Sippican’s Law of Thermodynamics: Matter or its Energy Equivalent Can Neither Be Created nor Destroyed, With One Exception
That is the Prelude, the largest floating object ever constructed.
It produces liquified natural gas. It’s bigger than 5 aircraft carriers, and it cost $12 billion to build it. They’ll park it off the western coast of Australia, and it’s estimated that it will stay there for 25 years. Math-ing is hard for me, but here goes: It says will produce the energy equivalent of 110,000 barrels of crude oil every day. If my memory serves, there are 42 gallons of oil in a barrel.
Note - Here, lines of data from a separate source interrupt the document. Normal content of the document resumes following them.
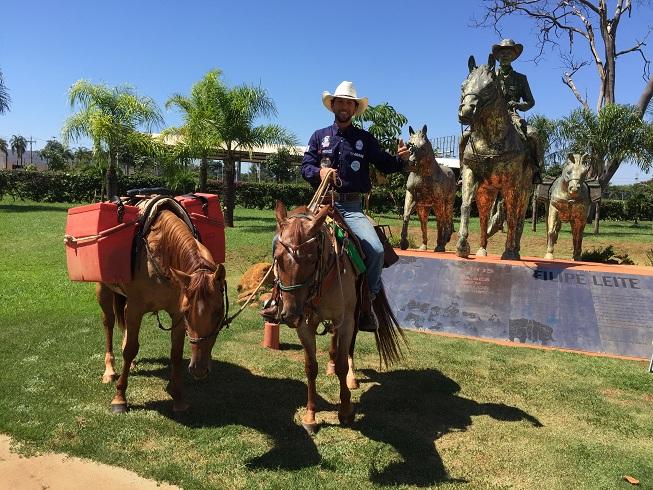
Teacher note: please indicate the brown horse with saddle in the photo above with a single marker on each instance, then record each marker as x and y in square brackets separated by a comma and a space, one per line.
[173, 272]
[318, 282]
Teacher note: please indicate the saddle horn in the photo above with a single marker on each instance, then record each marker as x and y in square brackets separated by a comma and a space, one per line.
[471, 63]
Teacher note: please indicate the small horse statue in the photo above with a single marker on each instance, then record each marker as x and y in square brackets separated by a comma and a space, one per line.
[430, 186]
[318, 283]
[174, 272]
[569, 201]
[494, 159]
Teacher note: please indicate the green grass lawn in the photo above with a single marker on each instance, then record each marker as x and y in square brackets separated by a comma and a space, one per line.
[454, 414]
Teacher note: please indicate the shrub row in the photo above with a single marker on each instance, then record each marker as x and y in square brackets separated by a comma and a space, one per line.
[65, 187]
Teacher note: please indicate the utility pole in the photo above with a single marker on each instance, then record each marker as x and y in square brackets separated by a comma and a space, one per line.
[30, 141]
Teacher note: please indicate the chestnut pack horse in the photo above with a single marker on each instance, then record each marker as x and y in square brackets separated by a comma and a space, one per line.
[174, 272]
[318, 283]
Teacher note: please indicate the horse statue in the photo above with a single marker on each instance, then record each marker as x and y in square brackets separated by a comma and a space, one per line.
[569, 201]
[430, 186]
[493, 159]
[318, 283]
[173, 272]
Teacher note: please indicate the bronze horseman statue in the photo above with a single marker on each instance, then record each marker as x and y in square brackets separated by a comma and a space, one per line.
[499, 154]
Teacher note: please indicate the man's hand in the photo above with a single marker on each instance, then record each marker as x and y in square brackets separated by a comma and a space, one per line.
[330, 172]
[402, 150]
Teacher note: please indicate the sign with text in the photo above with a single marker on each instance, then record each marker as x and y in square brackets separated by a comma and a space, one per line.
[572, 305]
That’s the equivalent of 4.6 million gallons of fuel oil every day. There are a little over 135,000 BTUs in a gallon of fuel oil. That means they’re producing 621 billion BTUs-worth of energy every day. That means in 25 years, they’ll produce 5,666,625 billion BTUs of energy. A million multiplied by a million is a trillion, so if they take the occasional Christmas off, they’ll still produce 5,000 trillion BTUs of energy. That’s enough to heat my house for 56,666,000 years and three months, if you’re wondering. I know I was.
The price of a barrel of crude is way down these days, but even if they
got $50 a barrel equivalent pricing, that’s $5.5 million of energy production every day. That means they’ll earn $50,187,500,000 during that 25-year period. Remove all the zeroes and that number is 50 billion dollars. They probably figured that they’d get twice that, but fracking is sending energy costs way down. They’ll still net around $40 billion.
During the same 25-year period, the United States Department of Energy will spend $750 billion, if their budget doesn’t get increased from this year’s amount, which is very, very unlikely.
The Department of Energy doesn’t make any energy.